No worries, really…! In fact in writing this, I remembered you had been taking some shots of the wedding with an impressive camera. We’d love to see them–want to send us a zip file? 🙂

To reiterate to you and anyone else who might read this, Jess and I had no negative thoughts whatsoever about anyone who posted photos of our wedding–you guys are our cherished friends! I simply wanted to comment on the irony of the whole situation.

Hmmmm.

Well, while I agree in principle on many of the things you’ve said, I’d like to take a second to point out that, in comparison with the relationship you have with your spouse, and a few select friends or family members, all real life relationships are shallow and are maintained through little “snippets” of communication.

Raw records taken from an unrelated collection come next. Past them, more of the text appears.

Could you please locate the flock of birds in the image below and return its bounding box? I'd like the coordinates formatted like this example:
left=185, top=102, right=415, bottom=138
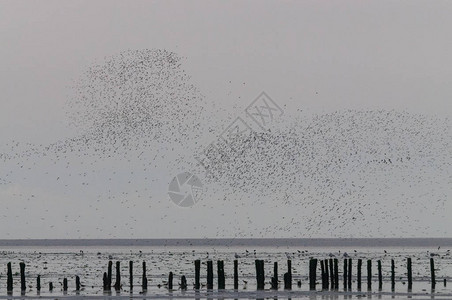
left=0, top=49, right=451, bottom=238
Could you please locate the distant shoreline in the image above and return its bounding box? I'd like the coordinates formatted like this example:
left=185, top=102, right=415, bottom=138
left=0, top=238, right=451, bottom=247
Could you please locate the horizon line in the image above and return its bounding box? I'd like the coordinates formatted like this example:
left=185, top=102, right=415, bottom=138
left=0, top=238, right=451, bottom=247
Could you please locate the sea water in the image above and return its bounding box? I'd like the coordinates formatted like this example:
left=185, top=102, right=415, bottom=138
left=0, top=240, right=451, bottom=299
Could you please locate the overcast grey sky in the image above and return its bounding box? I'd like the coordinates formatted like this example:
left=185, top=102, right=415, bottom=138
left=0, top=1, right=451, bottom=239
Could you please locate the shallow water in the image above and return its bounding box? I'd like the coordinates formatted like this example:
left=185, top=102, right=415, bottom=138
left=0, top=245, right=451, bottom=299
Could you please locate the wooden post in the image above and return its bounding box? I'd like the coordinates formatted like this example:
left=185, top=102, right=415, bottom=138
left=391, top=259, right=395, bottom=291
left=114, top=261, right=121, bottom=292
left=76, top=275, right=81, bottom=291
left=142, top=261, right=148, bottom=292
left=195, top=260, right=200, bottom=290
left=343, top=259, right=348, bottom=290
left=329, top=258, right=334, bottom=289
left=49, top=282, right=53, bottom=292
left=430, top=258, right=436, bottom=289
left=107, top=261, right=112, bottom=291
left=320, top=260, right=325, bottom=290
left=181, top=275, right=187, bottom=290
left=334, top=259, right=339, bottom=290
left=217, top=260, right=225, bottom=290
left=37, top=275, right=41, bottom=292
left=7, top=262, right=13, bottom=293
left=103, top=272, right=108, bottom=291
left=20, top=262, right=26, bottom=293
left=325, top=259, right=329, bottom=290
left=129, top=261, right=133, bottom=291
left=207, top=260, right=213, bottom=289
left=284, top=272, right=290, bottom=290
left=357, top=259, right=362, bottom=291
left=407, top=258, right=412, bottom=290
left=255, top=260, right=265, bottom=290
left=367, top=259, right=372, bottom=290
left=287, top=259, right=292, bottom=290
left=271, top=261, right=278, bottom=290
left=63, top=277, right=68, bottom=292
left=234, top=260, right=239, bottom=290
left=377, top=260, right=382, bottom=290
left=347, top=259, right=352, bottom=290
left=309, top=259, right=318, bottom=290
left=168, top=272, right=173, bottom=290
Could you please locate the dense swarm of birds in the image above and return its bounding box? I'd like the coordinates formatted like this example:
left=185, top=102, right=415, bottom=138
left=194, top=110, right=451, bottom=236
left=0, top=49, right=451, bottom=238
left=68, top=49, right=208, bottom=149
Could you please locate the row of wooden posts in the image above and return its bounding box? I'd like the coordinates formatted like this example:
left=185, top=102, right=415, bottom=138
left=310, top=257, right=438, bottom=291
left=4, top=258, right=442, bottom=294
left=6, top=262, right=81, bottom=294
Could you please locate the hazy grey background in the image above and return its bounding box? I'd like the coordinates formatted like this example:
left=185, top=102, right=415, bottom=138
left=0, top=0, right=451, bottom=238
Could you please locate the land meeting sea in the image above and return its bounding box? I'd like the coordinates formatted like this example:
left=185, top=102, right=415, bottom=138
left=0, top=238, right=451, bottom=299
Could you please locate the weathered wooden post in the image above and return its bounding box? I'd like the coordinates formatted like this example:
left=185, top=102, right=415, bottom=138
left=129, top=261, right=133, bottom=291
left=367, top=259, right=372, bottom=290
left=142, top=261, right=148, bottom=292
left=114, top=261, right=121, bottom=292
left=103, top=272, right=108, bottom=291
left=207, top=260, right=213, bottom=289
left=255, top=260, right=265, bottom=290
left=7, top=262, right=13, bottom=294
left=49, top=282, right=53, bottom=292
left=195, top=260, right=200, bottom=290
left=320, top=260, right=326, bottom=290
left=357, top=259, right=362, bottom=291
left=108, top=261, right=113, bottom=291
left=343, top=259, right=348, bottom=290
left=76, top=275, right=81, bottom=291
left=391, top=259, right=395, bottom=291
left=271, top=262, right=278, bottom=289
left=284, top=272, right=290, bottom=289
left=347, top=259, right=352, bottom=290
left=217, top=260, right=225, bottom=290
left=325, top=259, right=330, bottom=290
left=329, top=258, right=334, bottom=289
left=308, top=259, right=313, bottom=290
left=287, top=259, right=292, bottom=290
left=334, top=258, right=339, bottom=290
left=234, top=260, right=239, bottom=290
left=323, top=259, right=330, bottom=290
left=407, top=258, right=412, bottom=290
left=309, top=258, right=318, bottom=291
left=377, top=260, right=382, bottom=290
left=37, top=275, right=41, bottom=292
left=168, top=272, right=173, bottom=290
left=20, top=262, right=26, bottom=293
left=63, top=277, right=68, bottom=292
left=181, top=275, right=187, bottom=290
left=430, top=258, right=436, bottom=289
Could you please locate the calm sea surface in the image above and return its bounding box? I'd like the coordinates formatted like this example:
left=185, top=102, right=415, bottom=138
left=0, top=239, right=451, bottom=299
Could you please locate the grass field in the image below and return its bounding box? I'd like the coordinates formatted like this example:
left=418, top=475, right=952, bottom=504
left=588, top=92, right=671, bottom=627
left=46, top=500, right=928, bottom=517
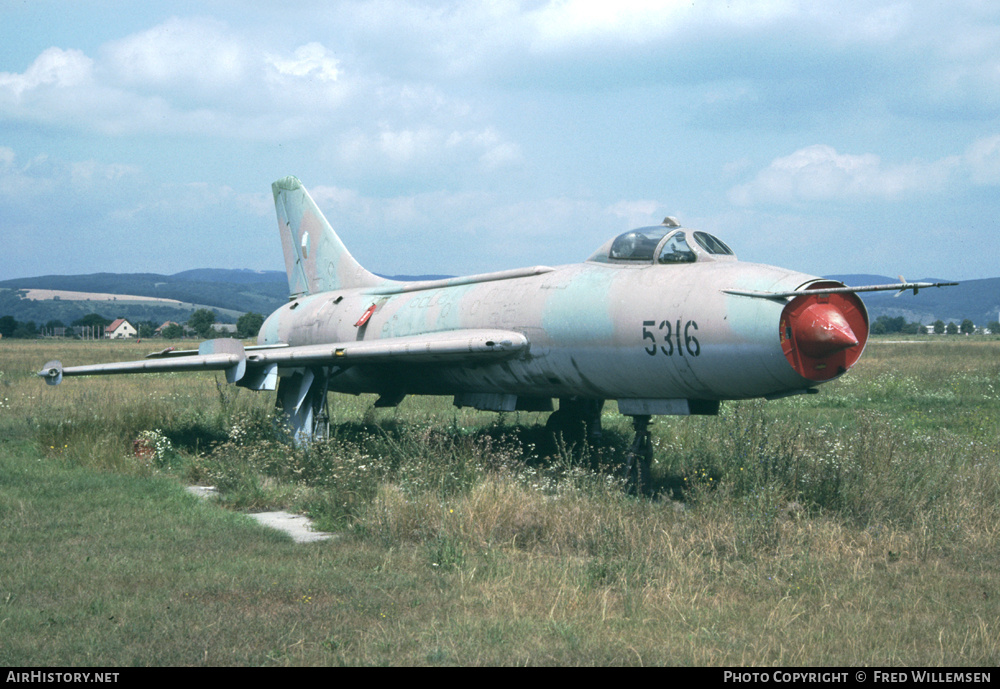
left=1, top=337, right=998, bottom=666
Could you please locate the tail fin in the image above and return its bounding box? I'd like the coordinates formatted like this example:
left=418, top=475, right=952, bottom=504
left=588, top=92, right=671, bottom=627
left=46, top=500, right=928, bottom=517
left=272, top=176, right=387, bottom=296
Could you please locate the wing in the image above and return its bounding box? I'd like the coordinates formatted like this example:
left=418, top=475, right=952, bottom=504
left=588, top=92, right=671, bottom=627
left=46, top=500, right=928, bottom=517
left=38, top=330, right=529, bottom=387
left=723, top=280, right=958, bottom=300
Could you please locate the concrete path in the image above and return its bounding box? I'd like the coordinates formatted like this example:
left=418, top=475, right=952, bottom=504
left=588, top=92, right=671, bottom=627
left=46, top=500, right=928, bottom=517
left=186, top=486, right=335, bottom=543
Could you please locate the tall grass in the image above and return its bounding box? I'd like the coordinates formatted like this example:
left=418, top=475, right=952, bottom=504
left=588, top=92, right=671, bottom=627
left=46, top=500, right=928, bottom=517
left=2, top=337, right=998, bottom=664
left=6, top=338, right=998, bottom=558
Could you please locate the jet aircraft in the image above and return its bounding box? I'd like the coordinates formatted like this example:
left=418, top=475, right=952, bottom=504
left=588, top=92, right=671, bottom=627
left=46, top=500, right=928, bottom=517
left=39, top=176, right=956, bottom=490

I love and hate Facebook. I love it because I get to keep up with friends that I would otherwise never hear from. Sure, I only get little pictures of their lives, but I prefer those little pictures to nothing at all. In fact, if I didn’t have YOU as a friend on FB, I wouldn’t have a foggy clue as to what was going on with you. And what I do get to have is just a little snippet. It’s not a deep conversation by any means, but it’s a little window into the house of Jonathan Lipps. And I’m grateful for that. I value you and your thoughts, no matter how many, how deep, how shallow, or how often I get to hear of them.

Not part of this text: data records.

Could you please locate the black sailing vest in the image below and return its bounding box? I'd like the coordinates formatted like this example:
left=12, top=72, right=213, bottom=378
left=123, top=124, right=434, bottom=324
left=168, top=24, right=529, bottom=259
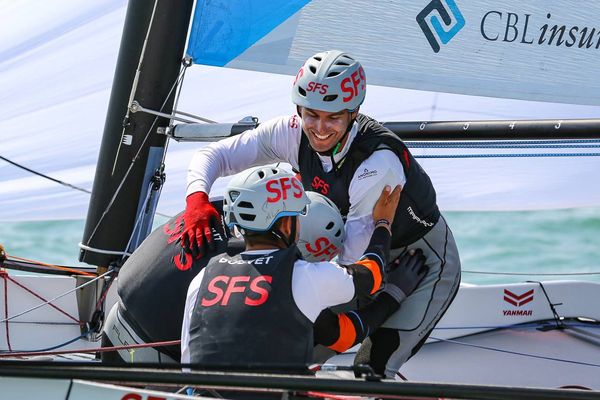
left=118, top=203, right=245, bottom=359
left=298, top=114, right=440, bottom=248
left=188, top=246, right=314, bottom=369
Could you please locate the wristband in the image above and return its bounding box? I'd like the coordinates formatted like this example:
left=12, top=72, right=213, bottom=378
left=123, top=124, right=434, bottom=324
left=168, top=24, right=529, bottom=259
left=375, top=219, right=391, bottom=227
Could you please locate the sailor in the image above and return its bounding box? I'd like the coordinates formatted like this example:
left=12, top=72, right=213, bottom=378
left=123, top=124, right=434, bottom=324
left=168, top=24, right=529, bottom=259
left=181, top=166, right=427, bottom=369
left=101, top=185, right=356, bottom=363
left=183, top=50, right=461, bottom=377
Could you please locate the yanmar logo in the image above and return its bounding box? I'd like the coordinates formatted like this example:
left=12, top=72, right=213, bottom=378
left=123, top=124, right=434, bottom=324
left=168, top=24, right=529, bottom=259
left=502, top=289, right=534, bottom=316
left=416, top=0, right=466, bottom=53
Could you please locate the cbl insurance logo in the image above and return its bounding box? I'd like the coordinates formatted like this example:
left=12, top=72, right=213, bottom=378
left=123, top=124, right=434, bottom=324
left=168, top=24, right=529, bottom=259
left=416, top=0, right=465, bottom=53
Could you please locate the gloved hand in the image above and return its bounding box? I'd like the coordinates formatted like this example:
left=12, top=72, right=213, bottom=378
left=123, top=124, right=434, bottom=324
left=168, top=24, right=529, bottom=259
left=384, top=249, right=428, bottom=303
left=181, top=192, right=220, bottom=259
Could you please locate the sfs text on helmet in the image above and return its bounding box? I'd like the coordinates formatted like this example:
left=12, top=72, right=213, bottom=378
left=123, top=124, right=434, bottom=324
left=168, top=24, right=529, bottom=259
left=292, top=50, right=366, bottom=113
left=223, top=166, right=310, bottom=233
left=298, top=191, right=345, bottom=262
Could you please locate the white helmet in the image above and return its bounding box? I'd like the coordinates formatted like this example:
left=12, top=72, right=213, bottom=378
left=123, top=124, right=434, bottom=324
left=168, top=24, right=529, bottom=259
left=292, top=50, right=366, bottom=113
left=223, top=166, right=310, bottom=232
left=298, top=192, right=345, bottom=262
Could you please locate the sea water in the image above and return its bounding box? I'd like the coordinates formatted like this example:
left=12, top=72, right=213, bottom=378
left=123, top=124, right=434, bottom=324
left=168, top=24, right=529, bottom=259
left=1, top=208, right=599, bottom=285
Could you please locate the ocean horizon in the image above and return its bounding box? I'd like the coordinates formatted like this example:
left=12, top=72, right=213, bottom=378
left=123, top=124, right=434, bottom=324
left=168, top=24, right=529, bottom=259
left=1, top=207, right=599, bottom=286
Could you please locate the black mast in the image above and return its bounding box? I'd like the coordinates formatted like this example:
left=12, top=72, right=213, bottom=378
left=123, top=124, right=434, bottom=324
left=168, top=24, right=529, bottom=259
left=80, top=0, right=194, bottom=267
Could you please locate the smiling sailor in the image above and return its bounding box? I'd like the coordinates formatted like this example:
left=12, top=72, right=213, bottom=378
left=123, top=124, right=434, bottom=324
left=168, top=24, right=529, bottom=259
left=183, top=50, right=461, bottom=376
left=181, top=166, right=427, bottom=369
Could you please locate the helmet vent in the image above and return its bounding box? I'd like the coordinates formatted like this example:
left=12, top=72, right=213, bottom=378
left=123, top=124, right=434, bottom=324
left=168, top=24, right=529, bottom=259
left=326, top=221, right=334, bottom=230
left=271, top=168, right=278, bottom=174
left=327, top=71, right=340, bottom=77
left=313, top=56, right=322, bottom=61
left=238, top=201, right=254, bottom=209
left=309, top=65, right=317, bottom=74
left=229, top=191, right=240, bottom=202
left=257, top=170, right=265, bottom=179
left=298, top=86, right=307, bottom=97
left=240, top=213, right=256, bottom=222
left=336, top=61, right=350, bottom=66
left=323, top=94, right=338, bottom=102
left=335, top=229, right=342, bottom=237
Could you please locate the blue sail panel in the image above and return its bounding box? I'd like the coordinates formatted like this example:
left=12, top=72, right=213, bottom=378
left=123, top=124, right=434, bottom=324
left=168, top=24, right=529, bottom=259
left=187, top=0, right=311, bottom=66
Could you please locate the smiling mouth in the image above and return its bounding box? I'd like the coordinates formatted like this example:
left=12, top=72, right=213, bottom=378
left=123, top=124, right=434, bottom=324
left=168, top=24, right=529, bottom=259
left=312, top=131, right=334, bottom=141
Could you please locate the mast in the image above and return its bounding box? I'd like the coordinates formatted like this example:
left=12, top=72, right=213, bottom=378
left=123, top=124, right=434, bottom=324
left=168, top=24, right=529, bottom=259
left=80, top=0, right=194, bottom=267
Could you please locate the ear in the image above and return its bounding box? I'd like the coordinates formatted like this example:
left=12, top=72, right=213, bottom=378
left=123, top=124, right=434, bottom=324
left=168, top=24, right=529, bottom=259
left=296, top=105, right=303, bottom=117
left=279, top=216, right=293, bottom=237
left=350, top=107, right=359, bottom=120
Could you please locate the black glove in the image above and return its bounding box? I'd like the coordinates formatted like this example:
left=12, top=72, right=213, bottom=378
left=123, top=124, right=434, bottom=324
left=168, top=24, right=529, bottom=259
left=384, top=249, right=428, bottom=303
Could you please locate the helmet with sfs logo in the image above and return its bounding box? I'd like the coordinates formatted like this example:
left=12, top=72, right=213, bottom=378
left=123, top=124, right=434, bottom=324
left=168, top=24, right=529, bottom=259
left=298, top=191, right=345, bottom=262
left=224, top=166, right=310, bottom=232
left=292, top=50, right=366, bottom=113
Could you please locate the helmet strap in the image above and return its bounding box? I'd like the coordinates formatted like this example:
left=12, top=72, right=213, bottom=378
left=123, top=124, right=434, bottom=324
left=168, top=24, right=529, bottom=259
left=270, top=217, right=297, bottom=249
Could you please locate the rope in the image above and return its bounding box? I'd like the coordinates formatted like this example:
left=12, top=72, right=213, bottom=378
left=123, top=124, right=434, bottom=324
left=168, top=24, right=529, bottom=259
left=416, top=152, right=600, bottom=159
left=0, top=339, right=180, bottom=358
left=0, top=331, right=92, bottom=355
left=0, top=155, right=91, bottom=194
left=408, top=140, right=600, bottom=148
left=428, top=335, right=600, bottom=369
left=463, top=270, right=600, bottom=276
left=5, top=275, right=81, bottom=324
left=5, top=254, right=96, bottom=277
left=0, top=270, right=112, bottom=324
left=1, top=270, right=12, bottom=351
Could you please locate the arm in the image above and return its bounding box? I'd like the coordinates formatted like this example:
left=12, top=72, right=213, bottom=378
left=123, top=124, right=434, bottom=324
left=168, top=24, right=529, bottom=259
left=186, top=116, right=301, bottom=195
left=183, top=116, right=301, bottom=256
left=337, top=150, right=406, bottom=265
left=314, top=250, right=428, bottom=353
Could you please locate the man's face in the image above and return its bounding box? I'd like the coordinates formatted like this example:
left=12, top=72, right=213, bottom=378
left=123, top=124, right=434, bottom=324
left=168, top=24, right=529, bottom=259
left=299, top=107, right=354, bottom=153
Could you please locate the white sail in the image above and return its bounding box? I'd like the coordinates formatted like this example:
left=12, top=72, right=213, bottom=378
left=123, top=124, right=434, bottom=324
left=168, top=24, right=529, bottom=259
left=1, top=1, right=600, bottom=222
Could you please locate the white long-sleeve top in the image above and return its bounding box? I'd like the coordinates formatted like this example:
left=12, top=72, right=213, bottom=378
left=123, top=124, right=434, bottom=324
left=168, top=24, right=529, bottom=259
left=186, top=115, right=406, bottom=264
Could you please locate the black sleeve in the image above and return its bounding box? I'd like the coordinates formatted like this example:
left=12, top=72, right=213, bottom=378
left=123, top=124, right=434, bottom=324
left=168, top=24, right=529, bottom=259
left=344, top=226, right=390, bottom=298
left=314, top=292, right=399, bottom=352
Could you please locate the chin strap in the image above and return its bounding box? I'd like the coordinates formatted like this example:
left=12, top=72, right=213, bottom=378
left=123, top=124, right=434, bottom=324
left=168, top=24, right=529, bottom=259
left=270, top=217, right=298, bottom=248
left=328, top=117, right=355, bottom=172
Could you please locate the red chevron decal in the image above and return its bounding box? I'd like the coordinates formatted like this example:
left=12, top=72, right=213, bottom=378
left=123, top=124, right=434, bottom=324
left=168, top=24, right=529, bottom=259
left=503, top=289, right=534, bottom=307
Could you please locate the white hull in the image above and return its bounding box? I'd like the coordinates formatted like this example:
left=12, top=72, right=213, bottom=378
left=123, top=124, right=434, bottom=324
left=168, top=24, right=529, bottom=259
left=2, top=275, right=599, bottom=391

I hate FB for the reason that it does waste a lot of time, but somehow, I view that as a self control issue and not anything else. I should, as a grown woman, be able to handle that and know when get offline to do something else. (Frankly, I have so little time these days that I don’t get to waste too much time anywhere anyway. Although, some days like today afford me more time; what with the snow and ice, we’re having a PJ day with movies, assorted baking projects and hot cocoa.) 🙂

Without phone calls or emails with friends, or FB, I don’t have the opportunity for much communication with another adult during the day, or much conversation at all, except about how stinky farts are, how hungry someone feels, or that someone needs something now. Like the toy that just got taken from them. It’s a nice way for me in this stage of life to look out and realize that I’m not crazy or even alone…and when I’ve only got a minute and a half because there’s a poopy diaper, it’s a blessing to have that spyglass into the outside world. Because reading a book or watching the news or perusing the newest philosophical theory on xy and z is just not possible with three small kids, I’m grateful for the little snippets I get from Facebook. Some of them are newsworthy, and some make me laugh, and some make me cry, some make me appreciate life, some make me hold my children really closely, some make me roll my eyes, and some get ignored completely…but it’s what I’ve got during this time in life. And I’m glad for it. And I wish you were there more often. 🙂

Also, I think you could mention Jesse’s book “The Church of Facebook” as a good prescription for how to approach social media in a spiritually-healthy manner that engages some of your concerns.

Sweet Johnny,
I wish we could see each other and talk some day..about life in general. You’ve got an awesome mind, and I miss you.

while i’d be interested in reading jesse’s book to see how he explores the relationship between social media and a healthy spirituality, i wanted to share another book that perhaps could is equally interesting… i just came across ‘consuming life’ by zygmunt bauman. here’s an excerpt from the front cover:

the teenagers equipped with portable electronic confessionals are simply apprentices training and trained in the art of living in a confessional society–a society notorious for effacing the boundary which once separated the private from the public, for making it a public virtue and obligation to publicly expose the private,and for wiping away from public communication anything that resists being reduced to private confidences, together with those who refuse to confide in them. as jim gamble, the head of a watchdog agency, admitted to the guardian, ‘it represents everything you see in the school playground–the only difference is that in this playground, there are no teachers or police or moderators to keep an eye on what’s going on.’